# DRAMA at the PettingZoo: Dynamically Restricted Action Spaces for Multi-Agent Reinforcement Learning Frameworks

This notebook demonstrates the basic functionality of restrictions, restrictors and restriction wrappers as described in _Oesterle et al. (2024): DRAMA at the PettingZoo: Dynamically Restricted Action Spaces for Multi-Agent Reinforcement Learning Frameworks_. More detailed examples can be found in the respective notebooks at `./examples/`, and the full documentation is available at XXX.

## Imports

In [22]:
import numpy as np

from gymnasium.spaces import Discrete, Box, Space
from pettingzoo import AECEnv
from pettingzoo.classic import rps_v2
from drama import DiscreteSetRestriction, IntervalUnionRestriction, DiscreteSetActionSpace, Restrictor, RestrictionWrapper, RestrictorActionSpace
from examples.utils import play

## Basic usage of restrictions

Restrictions are subsets of `gym.Space`s. They are initialized with a base space and offer the same methods as a `gym.Space`, in particular `contains(x)` and `sample()`.

In [17]:
restriction = DiscreteSetRestriction(base_space=Discrete(10))
print(restriction)
restriction.remove(3)
restriction.remove(5)
print(restriction)
restriction.add(2)
restriction.add(3)
print(restriction.contains(8))
print(restriction.contains(5))

DiscreteSetRestriction({0, 1, 2, 3, 4, 5, 6, 7, 8, 9})
DiscreteSetRestriction({0, 1, 2, 4, 6, 7, 8, 9})
True
False


In [18]:
restriction = IntervalUnionRestriction(base_space=Box(0, 10))
print(restriction)
restriction.remove(3, 6)
print(restriction)
restriction.add(2, 4)
print(restriction.contains(3))
print(restriction.contains(5))

IntervalUnionRestriction([(0.0, 10.0)])
IntervalUnionRestriction([(0.0, 3.0), (6.0, 10.0)])
True
False


## Example: Rock-Paper-Scissors

In this example, we build a restriction wrapper around the _Rock-Paper-Scissors_ environment (`rps_v2`) of `pettingzoo`. 
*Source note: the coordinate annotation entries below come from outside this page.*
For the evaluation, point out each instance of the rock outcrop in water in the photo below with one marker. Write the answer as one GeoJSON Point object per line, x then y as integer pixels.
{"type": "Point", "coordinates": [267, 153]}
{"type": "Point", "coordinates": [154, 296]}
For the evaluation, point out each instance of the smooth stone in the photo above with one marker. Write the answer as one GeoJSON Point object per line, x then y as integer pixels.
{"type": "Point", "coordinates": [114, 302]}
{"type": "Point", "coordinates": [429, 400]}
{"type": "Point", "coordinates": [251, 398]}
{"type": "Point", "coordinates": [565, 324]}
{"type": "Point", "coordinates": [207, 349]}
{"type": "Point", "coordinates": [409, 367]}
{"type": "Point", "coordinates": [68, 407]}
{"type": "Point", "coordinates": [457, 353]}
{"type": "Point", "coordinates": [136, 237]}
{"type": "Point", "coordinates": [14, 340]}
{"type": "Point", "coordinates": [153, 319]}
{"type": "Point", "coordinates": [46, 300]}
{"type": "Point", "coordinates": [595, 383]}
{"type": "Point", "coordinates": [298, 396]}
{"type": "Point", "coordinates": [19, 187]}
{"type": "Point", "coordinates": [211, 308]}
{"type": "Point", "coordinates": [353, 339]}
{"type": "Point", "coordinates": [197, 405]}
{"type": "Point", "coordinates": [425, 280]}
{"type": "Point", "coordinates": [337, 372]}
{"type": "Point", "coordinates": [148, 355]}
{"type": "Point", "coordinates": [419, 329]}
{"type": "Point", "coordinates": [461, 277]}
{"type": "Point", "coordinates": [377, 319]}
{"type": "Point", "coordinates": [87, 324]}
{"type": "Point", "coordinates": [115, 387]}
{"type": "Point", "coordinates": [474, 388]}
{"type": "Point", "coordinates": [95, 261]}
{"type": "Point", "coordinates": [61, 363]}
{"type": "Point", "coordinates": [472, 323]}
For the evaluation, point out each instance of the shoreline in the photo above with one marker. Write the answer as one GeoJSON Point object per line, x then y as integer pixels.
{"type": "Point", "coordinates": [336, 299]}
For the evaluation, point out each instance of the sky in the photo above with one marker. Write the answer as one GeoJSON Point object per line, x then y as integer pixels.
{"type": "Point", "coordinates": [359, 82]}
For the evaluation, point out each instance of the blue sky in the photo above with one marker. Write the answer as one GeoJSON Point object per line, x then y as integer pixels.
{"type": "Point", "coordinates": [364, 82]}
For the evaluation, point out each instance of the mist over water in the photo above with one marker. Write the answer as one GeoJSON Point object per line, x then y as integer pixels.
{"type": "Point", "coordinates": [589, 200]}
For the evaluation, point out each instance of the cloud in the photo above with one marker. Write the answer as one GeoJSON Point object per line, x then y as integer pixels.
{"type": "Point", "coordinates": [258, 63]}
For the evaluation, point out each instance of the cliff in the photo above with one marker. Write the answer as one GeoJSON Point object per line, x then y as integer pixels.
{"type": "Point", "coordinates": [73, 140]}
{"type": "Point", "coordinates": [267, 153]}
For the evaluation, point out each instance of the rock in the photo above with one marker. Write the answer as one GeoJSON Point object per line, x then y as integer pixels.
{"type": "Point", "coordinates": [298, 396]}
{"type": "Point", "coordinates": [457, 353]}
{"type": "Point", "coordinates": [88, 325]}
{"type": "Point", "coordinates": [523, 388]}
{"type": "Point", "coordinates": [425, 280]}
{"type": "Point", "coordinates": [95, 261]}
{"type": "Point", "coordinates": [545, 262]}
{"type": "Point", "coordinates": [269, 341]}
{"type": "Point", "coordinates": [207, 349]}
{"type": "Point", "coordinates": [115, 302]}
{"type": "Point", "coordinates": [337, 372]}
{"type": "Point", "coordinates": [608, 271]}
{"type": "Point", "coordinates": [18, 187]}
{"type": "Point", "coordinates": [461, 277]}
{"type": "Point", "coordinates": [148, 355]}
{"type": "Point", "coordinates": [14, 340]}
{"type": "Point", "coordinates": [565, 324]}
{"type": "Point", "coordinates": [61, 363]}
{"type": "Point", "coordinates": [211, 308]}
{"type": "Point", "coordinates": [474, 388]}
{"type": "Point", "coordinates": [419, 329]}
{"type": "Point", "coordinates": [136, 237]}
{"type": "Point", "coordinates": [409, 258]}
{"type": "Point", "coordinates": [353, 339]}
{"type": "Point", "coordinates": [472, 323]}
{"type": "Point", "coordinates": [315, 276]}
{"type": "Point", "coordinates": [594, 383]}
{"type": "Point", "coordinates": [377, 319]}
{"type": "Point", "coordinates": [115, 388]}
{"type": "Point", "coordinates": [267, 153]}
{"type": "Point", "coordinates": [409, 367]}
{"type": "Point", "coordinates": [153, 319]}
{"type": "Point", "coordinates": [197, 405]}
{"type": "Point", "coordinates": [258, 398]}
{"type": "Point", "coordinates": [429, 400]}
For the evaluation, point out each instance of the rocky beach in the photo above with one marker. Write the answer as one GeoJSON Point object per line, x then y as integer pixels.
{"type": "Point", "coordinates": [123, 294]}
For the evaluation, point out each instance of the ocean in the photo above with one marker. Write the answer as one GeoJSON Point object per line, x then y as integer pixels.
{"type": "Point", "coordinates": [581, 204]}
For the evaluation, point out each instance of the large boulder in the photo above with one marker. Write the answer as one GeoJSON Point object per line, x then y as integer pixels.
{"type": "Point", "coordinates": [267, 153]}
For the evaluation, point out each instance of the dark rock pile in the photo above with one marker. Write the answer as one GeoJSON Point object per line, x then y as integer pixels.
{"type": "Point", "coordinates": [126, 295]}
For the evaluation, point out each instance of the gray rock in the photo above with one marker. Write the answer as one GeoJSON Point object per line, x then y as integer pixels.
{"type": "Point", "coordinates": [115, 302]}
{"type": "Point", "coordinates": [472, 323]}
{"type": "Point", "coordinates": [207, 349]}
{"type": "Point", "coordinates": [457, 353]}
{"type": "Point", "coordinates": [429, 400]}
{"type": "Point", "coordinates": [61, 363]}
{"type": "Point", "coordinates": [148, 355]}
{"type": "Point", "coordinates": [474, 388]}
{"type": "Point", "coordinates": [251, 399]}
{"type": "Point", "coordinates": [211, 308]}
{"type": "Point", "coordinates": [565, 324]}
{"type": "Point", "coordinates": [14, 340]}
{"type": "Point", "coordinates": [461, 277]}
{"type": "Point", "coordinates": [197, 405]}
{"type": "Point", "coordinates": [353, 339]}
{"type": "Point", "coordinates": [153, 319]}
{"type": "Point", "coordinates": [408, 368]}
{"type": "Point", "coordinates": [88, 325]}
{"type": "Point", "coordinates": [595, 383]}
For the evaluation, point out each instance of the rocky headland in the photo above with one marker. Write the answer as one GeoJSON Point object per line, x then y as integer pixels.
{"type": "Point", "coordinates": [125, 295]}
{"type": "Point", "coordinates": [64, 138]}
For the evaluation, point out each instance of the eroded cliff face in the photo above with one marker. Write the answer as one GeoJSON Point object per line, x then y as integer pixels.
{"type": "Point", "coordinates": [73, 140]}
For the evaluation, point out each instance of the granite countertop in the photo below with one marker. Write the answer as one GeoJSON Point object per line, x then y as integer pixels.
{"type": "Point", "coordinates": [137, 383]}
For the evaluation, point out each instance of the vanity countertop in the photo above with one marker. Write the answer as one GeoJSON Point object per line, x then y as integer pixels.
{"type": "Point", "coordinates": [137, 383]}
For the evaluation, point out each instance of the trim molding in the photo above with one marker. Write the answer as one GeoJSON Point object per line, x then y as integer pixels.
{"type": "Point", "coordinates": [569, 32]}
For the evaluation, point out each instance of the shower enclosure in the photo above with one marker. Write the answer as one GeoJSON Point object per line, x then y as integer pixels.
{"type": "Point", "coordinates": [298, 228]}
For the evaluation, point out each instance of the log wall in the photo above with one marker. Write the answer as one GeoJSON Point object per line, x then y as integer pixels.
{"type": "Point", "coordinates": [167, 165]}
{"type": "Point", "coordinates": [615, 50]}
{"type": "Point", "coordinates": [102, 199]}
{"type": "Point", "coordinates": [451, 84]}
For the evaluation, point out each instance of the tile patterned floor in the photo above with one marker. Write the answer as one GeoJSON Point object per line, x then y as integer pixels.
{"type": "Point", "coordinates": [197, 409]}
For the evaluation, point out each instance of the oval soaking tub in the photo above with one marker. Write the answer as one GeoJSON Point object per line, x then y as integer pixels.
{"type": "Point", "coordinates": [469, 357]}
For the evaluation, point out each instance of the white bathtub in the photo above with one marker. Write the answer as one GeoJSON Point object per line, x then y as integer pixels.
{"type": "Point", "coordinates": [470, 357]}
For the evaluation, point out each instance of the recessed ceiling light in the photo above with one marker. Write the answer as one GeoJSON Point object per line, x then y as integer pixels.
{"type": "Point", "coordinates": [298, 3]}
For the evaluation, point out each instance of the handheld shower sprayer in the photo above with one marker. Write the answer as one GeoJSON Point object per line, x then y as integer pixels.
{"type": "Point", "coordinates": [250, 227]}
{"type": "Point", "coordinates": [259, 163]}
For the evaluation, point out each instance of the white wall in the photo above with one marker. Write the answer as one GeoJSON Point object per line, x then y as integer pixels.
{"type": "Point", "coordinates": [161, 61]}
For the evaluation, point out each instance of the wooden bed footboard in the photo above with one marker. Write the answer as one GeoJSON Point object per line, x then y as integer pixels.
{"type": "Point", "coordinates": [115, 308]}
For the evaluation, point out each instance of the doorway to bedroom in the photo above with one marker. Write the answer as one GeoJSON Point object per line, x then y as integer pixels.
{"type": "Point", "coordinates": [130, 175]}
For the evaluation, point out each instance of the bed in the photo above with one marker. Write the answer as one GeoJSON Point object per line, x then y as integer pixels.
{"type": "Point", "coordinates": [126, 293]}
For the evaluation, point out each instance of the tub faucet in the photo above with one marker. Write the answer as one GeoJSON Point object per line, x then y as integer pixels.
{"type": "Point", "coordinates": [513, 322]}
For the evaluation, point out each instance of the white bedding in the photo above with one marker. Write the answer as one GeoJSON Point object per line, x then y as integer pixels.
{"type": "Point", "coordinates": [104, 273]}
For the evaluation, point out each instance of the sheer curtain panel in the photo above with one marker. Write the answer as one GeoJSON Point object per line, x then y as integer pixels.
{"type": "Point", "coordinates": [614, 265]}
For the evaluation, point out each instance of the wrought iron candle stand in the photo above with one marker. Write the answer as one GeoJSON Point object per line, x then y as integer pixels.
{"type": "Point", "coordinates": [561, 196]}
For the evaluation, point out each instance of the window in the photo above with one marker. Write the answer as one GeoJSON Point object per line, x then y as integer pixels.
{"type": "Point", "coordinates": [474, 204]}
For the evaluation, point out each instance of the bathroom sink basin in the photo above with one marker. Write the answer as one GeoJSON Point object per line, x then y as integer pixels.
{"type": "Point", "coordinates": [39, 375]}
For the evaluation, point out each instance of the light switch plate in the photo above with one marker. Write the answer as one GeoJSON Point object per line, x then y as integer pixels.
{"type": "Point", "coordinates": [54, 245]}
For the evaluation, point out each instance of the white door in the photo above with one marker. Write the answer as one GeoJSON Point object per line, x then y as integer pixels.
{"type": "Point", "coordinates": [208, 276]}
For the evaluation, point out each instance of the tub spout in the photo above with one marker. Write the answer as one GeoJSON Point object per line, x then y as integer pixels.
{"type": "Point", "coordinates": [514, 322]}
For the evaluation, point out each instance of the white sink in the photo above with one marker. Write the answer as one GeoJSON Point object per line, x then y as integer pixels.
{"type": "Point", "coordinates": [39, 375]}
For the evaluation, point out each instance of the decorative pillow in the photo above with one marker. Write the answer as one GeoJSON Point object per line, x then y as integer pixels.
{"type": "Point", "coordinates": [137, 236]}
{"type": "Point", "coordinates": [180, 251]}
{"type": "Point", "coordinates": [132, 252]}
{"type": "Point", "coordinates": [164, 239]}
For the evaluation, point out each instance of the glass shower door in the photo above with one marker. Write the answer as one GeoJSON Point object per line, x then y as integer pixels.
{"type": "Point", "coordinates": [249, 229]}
- The restrictor prevents each player from repeating an action, i.e., it observes the player's last move and excludes this action from the set of allowed actions.
- The agents simply choose a random action from the allowed set.
- The `RestrictionWrapper` wraps the environment (including its agents) and one or more `Restrictor`s. The agent-environment cycle (AEC) is extended by the wrapper such that a restriction is created before each agent's action by the respective restrictor. The agent then observes not only the original observation, but also the restriction, and can act according to this additional information.

In [58]:
class RPSRestrictor(Restrictor):
    def preprocess_observation(self, env: AECEnv):
        env = env.unwrapped
        return env.state[env.agent_selection]
    
    def act(self, observation: Space) -> RestrictorActionSpace:
        return DiscreteSetRestriction(base_space=self.action_space.base_space, allowed_actions=set(range(3)) - {observation})

In [59]:
env = rps_v2.env(num_actions=3, max_cycles=10)
restrictor = RPSRestrictor(Discrete(4), DiscreteSetActionSpace(base_space=Discrete(3)))
wrapper = RestrictionWrapper(env, restrictor)

def rps_policy(obs):
    _, restriction = obs['observation'], obs['restriction']
    return np.random.choice(restriction)

policies = {'player_0': rps_policy, 'player_1': rps_policy, 'restrictor_0': restrictor.act}

## Execution

In [60]:
play(wrapper, policies, record_trajectory=True)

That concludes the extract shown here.